What is QHub?

Open source tool for data science research, development, and deployment.

QHub is Infrastructure as Code that simplifies the deployment of data science projects using JupyterHub and Dask Gateway for you and your team.

Designed to simplify the deployment and maintenance of scalable computational platforms in the cloud, QHub is ideal for organizations that need a shared compute platform that is flexible, accessible, and scalable.

QHub Technology Stack

High-level illustration of QHub architecture

Components

The technology stack is an integration of the following existing open source libraries:

  • Terraform a tool for building, changing, and versioning infrastructure.

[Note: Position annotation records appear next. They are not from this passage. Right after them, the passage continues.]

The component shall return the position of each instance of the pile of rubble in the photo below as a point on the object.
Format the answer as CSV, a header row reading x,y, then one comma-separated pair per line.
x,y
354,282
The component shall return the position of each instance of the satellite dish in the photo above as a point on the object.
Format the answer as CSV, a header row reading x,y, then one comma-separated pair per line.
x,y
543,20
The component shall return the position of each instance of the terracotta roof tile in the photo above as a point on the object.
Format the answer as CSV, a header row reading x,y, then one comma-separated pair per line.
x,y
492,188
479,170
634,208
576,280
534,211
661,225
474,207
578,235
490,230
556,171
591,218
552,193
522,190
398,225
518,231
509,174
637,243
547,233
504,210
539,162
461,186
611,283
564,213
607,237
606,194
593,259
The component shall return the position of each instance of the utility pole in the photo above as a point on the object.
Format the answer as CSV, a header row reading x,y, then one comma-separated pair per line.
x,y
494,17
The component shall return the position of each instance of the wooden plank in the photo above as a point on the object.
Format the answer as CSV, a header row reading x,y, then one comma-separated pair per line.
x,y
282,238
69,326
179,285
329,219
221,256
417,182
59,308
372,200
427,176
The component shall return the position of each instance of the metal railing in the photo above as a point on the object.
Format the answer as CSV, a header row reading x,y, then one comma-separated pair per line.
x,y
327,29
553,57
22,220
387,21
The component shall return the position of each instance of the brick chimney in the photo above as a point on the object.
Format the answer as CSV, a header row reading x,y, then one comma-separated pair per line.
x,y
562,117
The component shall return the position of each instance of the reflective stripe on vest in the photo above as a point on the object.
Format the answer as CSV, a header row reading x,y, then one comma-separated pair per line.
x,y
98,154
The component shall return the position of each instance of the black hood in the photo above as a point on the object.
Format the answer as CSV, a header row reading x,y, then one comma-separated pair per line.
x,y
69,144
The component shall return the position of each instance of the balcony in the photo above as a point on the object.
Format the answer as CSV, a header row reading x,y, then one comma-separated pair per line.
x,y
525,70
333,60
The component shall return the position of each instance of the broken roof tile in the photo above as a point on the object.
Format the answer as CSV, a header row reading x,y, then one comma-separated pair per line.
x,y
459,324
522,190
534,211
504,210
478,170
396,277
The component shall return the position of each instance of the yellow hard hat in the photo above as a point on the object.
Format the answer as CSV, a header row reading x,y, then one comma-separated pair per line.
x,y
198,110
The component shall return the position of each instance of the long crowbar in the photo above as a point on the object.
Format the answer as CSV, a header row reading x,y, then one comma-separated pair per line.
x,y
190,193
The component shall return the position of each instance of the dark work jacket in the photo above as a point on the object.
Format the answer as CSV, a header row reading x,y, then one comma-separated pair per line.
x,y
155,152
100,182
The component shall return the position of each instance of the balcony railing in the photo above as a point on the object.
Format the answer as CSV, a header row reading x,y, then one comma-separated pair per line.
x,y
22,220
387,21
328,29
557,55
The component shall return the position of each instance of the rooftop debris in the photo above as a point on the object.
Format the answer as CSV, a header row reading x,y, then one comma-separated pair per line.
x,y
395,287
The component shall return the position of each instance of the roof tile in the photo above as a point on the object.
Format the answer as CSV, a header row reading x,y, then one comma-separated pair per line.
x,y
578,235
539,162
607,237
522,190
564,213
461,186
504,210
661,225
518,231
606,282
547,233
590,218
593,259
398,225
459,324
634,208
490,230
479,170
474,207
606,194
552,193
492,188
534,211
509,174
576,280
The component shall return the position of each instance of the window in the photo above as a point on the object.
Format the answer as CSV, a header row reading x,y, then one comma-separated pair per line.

  • Kubernetes a cloud-agnostic orchestration system

  • Helm: a package manager for Kubernetes

  • JupyterHub: a shareable compute platform for data science

  • JupyterLab: a web-based interactive development environment for Jupyter Notebooks

  • Dask: a scalable and flexible library for parallel computing in Python

    • Dask-Gateway: a secure, multi-tenant server for managing Dask clusters

  • GitHub Actions: a tool to automate, customize, and execute software development workflows in a GitHub repository.

Amongst the newly created open source libraries on the tech stack are:

  • KubeSSH brings the SSH experience to a modern cluster manager.

  • Jupyter-Videochat allows video-chat with JupyterHub peers inside JupyterLab, powered by Jitsi.

  • conda-store serves identical conda environments and controls its life-cycle.

  • Conda-Docker, an extension to the docker concept of having declarative environments that are associated with Docker images allowing tricks and behaviour that otherwise would not be allowed.

Why use QHub?

QHub provides enables teams to build their own scalable compute infrastructure with:

  • Easy installation and maintenance controlled by a single configuration file.

  • Autoscaling JupyterHub installation deployed on the Cloud provider of your choice.

  • Option to choose from multiple compute instances, such as: namely normal, high memory, GPU, etc.

  • Autoscaling Dask compute clusters for big data using any instance type.

  • Shell access and remote editing access (i.e. VSCode remote) through KubeSSH.

  • Full linux style permissions allowing for different shared folders for different groups of users.

  • Robust compute environment handling allowing both prebuilt and ad-hoc environment creation.

  • Integrated video conferencing, using Jitsi.